# Is this question wrong? How can a circle be named ABC; it should be the triangle ABC, right?

Let ABC be a triangle. Let S be the circle through B tangent to CA at A and let T be the circle through C tangent to AB at A. The circles S and T intersect at A and D. Let E be the point where the line AD meets the circle ABC. Prove that D is the midpoint of AE.

• Well, we can have no idea... might be a typo – QuIcKmAtHs Jan 29 '18 at 22:09
• Or perhaps "the circle ABC" means the circumcircle of the triangle ABC? After all, 3 points uniquely define a circle – glowstonetrees Jan 29 '18 at 22:10
• Three non-colinear points always define a unique circle.
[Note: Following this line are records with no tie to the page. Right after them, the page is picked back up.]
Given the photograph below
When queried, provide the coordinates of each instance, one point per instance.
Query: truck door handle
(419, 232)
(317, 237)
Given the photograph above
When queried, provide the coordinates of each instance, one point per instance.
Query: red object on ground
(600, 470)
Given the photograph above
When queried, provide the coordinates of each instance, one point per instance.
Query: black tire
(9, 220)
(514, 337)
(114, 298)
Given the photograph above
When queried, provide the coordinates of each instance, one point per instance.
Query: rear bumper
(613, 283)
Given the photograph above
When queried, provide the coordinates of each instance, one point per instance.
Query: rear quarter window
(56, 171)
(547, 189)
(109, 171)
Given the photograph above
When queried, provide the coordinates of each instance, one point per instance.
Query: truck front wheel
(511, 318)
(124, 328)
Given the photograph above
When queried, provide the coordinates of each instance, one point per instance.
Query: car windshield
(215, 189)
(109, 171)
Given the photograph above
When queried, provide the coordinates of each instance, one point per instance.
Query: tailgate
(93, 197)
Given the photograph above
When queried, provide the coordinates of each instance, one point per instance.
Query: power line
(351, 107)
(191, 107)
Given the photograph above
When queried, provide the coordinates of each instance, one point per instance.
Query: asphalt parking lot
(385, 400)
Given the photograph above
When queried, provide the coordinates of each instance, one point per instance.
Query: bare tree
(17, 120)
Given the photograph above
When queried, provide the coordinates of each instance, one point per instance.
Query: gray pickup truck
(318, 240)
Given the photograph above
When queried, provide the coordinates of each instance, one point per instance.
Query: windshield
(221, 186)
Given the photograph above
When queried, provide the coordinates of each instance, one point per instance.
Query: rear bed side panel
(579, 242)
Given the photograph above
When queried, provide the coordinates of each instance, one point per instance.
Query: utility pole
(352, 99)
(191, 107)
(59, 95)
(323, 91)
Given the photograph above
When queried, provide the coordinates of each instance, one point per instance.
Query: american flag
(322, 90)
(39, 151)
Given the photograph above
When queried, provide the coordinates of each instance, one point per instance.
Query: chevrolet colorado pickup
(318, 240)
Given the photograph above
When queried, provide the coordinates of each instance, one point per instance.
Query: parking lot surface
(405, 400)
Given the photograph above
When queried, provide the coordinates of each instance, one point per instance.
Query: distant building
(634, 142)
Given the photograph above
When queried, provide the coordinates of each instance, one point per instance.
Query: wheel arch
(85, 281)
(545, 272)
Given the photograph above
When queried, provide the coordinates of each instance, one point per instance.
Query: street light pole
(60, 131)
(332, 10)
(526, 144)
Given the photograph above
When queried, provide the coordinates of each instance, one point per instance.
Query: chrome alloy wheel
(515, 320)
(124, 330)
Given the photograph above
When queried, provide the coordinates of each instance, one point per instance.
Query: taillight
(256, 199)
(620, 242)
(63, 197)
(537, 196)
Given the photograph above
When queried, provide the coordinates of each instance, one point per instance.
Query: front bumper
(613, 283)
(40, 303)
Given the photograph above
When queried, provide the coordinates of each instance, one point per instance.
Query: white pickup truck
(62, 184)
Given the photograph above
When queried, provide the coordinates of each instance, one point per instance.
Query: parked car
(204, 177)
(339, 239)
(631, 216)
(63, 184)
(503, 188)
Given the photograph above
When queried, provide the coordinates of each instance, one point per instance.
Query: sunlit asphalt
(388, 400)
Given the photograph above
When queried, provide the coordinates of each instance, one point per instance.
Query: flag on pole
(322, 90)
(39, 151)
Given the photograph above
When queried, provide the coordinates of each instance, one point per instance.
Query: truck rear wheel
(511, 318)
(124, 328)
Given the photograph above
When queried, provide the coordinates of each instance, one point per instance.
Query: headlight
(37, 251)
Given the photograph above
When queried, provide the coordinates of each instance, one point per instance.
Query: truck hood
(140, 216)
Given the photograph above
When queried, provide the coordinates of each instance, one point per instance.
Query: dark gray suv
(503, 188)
So the question is not wrong, perhaps a little loosely worded. – Moriarty Jan 29 '18 at 22:11
• Well, thank you. Will consider it's circumscribed as you suggest and try to prove accordingly. Thanks again :'D – User7 Jan 29 '18 at 22:16

Assuming a triangle $A,B,C$. it seems Circle $S$ has it's origin at the midpoint of the line $AB$ (radius $\cfrac{AB}{2}$). Similarly Circle $T$ has its origin at the midpoint of $BC$ (radius $\cfrac{BC}{2}$).
For the circles to intersect at $D$ means $AB=BC$ and $AE$ is the hypotenuse of the triangle $\Bigg(\bigg(\cfrac{AB}{2}\bigg)^{2}+\bigg(\cfrac{BC}{2}\bigg)^{2}\Bigg{)}^{1/2}$.
For $D$ to be the midpoint of $AE$. $D$ would need to be the origin of the circle $ABC$ with a radius of the hypotenuse above.